Die Freude über Arons und Shauns Glück lässt mich sogar die Bitterkeit schlucken, dass ich die Ursache für eine ungerade Teilnehmerzahl dieser Zusammenkunft bin. Immer noch erhoffe ich Gewöhnung daran, Single unter lauter Paaren zu sein, doch das Gegenteil ist der Fall.

Heute Abend aber stehen für mich unsere WG-Jungs im Mittelpunkt. Meiner Ansicht nach waren beide noch vor Monaten Meilen von einer festen Bindung entfernt. Und nun sitzen wir hier zusammen. Das Schönste daran ist das Glitzern in den Augen der Jungs und der einende Eindruck, dass diese Beziehungen positiven Einfluss auf sie haben.

„Süß die beiden, oder?“ Terry ist dabei, die Weinflasche zu entkorken.

„Total.

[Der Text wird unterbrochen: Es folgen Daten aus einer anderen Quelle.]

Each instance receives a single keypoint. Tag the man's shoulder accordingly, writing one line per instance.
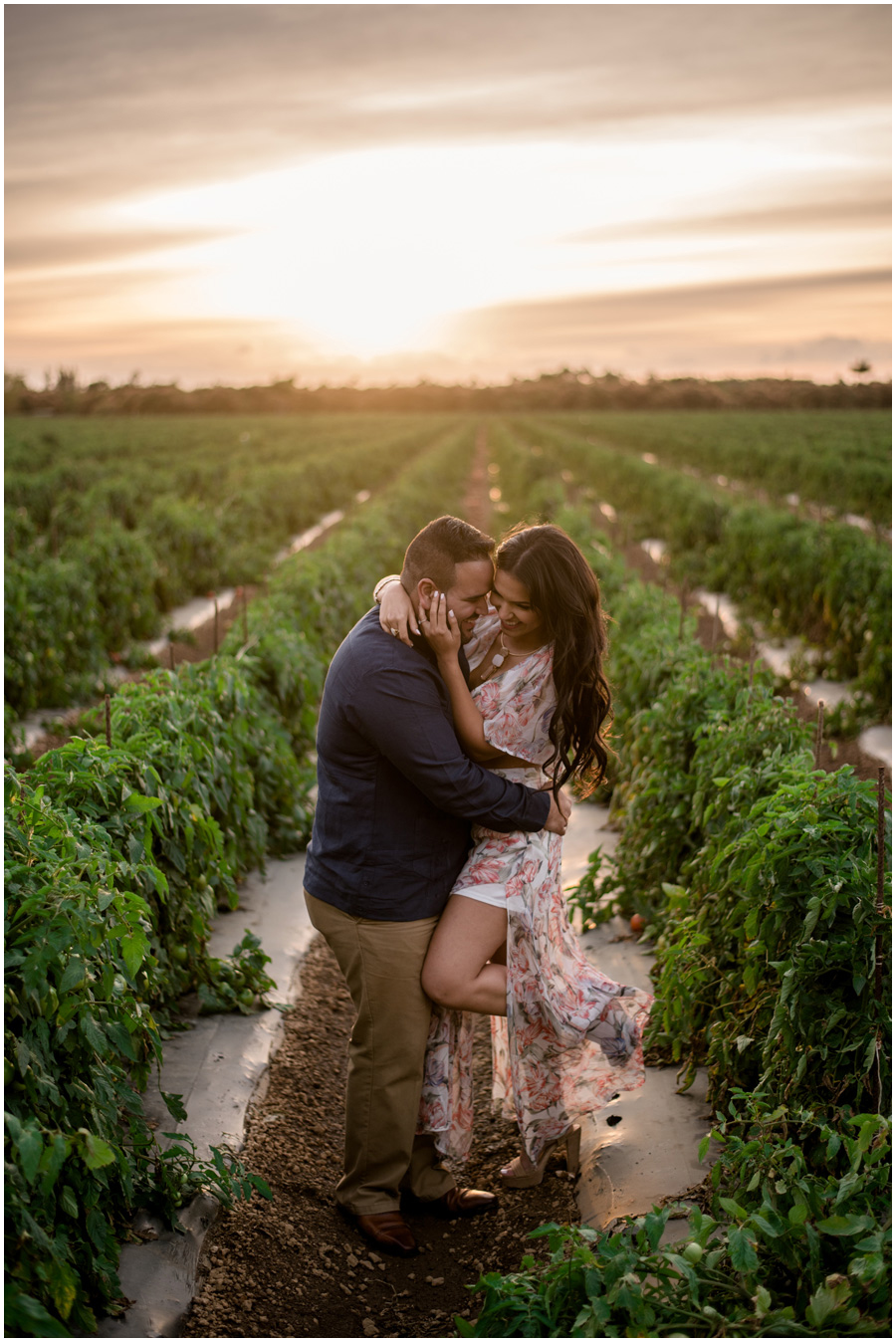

Unsere beiden Jungs.“

Terry legt den Arm um mich und schaut mit mir zusammen zum Tisch, an dem Shaun gerade eine Story zum Besten gibt, wie er und Aron auf einer Party oben ohne tanzend für Aufruhr sorgten. Wozu keine ausgeprägte Phantasie notwendig ist, denn es scheint schwer vorstellbar, dass jemand dem Duo widerstehen kann. Egal, ob hetero oder schwul.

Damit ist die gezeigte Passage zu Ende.